3 of 4 thought this review was well written
There is one thing that must be taken into account when listening to Andromeda. They sound one hell of a lot like Dream Theater. Seriously, the comparisons are almost innumerable. The band members all seem to be prodigiously talented, like Dream Theater. Their singer, while he can definitely sing, is pretty uninspired, like Dream Theater. And finally, they always seem to fall into the trap of going into wanky, show boating instrumental sections, but not exactly similar to Dream Theater. The thing with Dream Theater is that they’re just boring when they get into that mode, which is quite frequent. While Andromeda can get caught up with this too, they seem to be more occupied with writing enjoyable songs than showing off how well they can play, and that is the crucial difference.
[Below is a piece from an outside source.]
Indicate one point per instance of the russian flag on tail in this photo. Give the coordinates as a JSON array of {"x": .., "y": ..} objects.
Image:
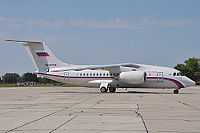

Johan Reinholdz is a great guitarist. There is no denying it. He pulls some great solos out of his hat on this record, as well as some pretty cool riffs, but he is predominantly a solo performer. It is quite surprising that these guys aren’t famous, because usually in metal circles, guitarists that can shred are held in high esteem (Cross ref: Dimebag). Johan can shred, and he can shred well, but he’s not restricted to it. All the solos on this record are fast and technical, but he’s not cramming in as many notes as possible in the smallest space of time, which I know is a turn off for most people.
If you want to hear the rest of the band’s technicality and skill, you only have to listen to Chameleon Carneval
. It’s the only instrumental track on the album and the only one where they all just hit Dream Theater mode. Of course, the main focus is on the guitar and the keyboard. The other instruments aren’t as noteworthy unfortunately. Thomas Lejon is a good drummer, with some interesting patterns and the odd interesting section, but he’s far too low in the mix to be truly great. On the single solitary drum solo on the whole record on Chameleon Carneval
, all the hits just bleed together, which is a shame because it sounds like it could have been great if the producers appreciated it more. Similarly, the bass is almost inaudible throughout the entire record but what you do hear is good playing with nice lines, but you really have to listen for them.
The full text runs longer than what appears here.